12.00pm - 1.00pm Thursday, 29 July 2010

Sir George Fisher Building (DB 32) Conference Room 114 JCU
Rebecca Albright, University of Miami, USA

Rebecca Albright is a Ph.D. candidate at the Rosenstiel School of Marine and Atmospheric Science of the University of Miami.  She received her Bachelor of Science in Biology from Duke University in 2003.  She is currently writing her dissertation, entitled ‘The impacts of ocean acidification on early life history stages of Caribbean corals.’

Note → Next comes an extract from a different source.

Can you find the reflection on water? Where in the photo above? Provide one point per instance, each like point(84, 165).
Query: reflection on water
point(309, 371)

To determine whether ocean acidification (OA) threatens the successful sexual recruitment of reef-building corals, I conducted a series of experiments to investigate the effects of OA on sequential early life history stages that are pre-requisites of recruitment: fertilization, settlement, and post-settlement growth.  Experiments examined the responses of several species of Caribbean coral at a range of pCO2 increases that are expected to occur this century [380 µatm (present day), 560 µatm (mid-century), and 800 µatm (end of century)]. In all experiments, seawater chemistry was manipulated via direct bubbling with carbon dioxide-enriched air. Fertilization, settlement and growth were all negatively impacted by increasing pCO2; impairment of fertilization was exacerbated at lower sperm concentrations. These results indicate that OA has the potential to impact multiple, sequential early life history stages of reef-building coral species. The compounding nature of sequential declines suggests that OA may severely compromise sexual recruitment and the ability of coral reefs to recover from future disturbance.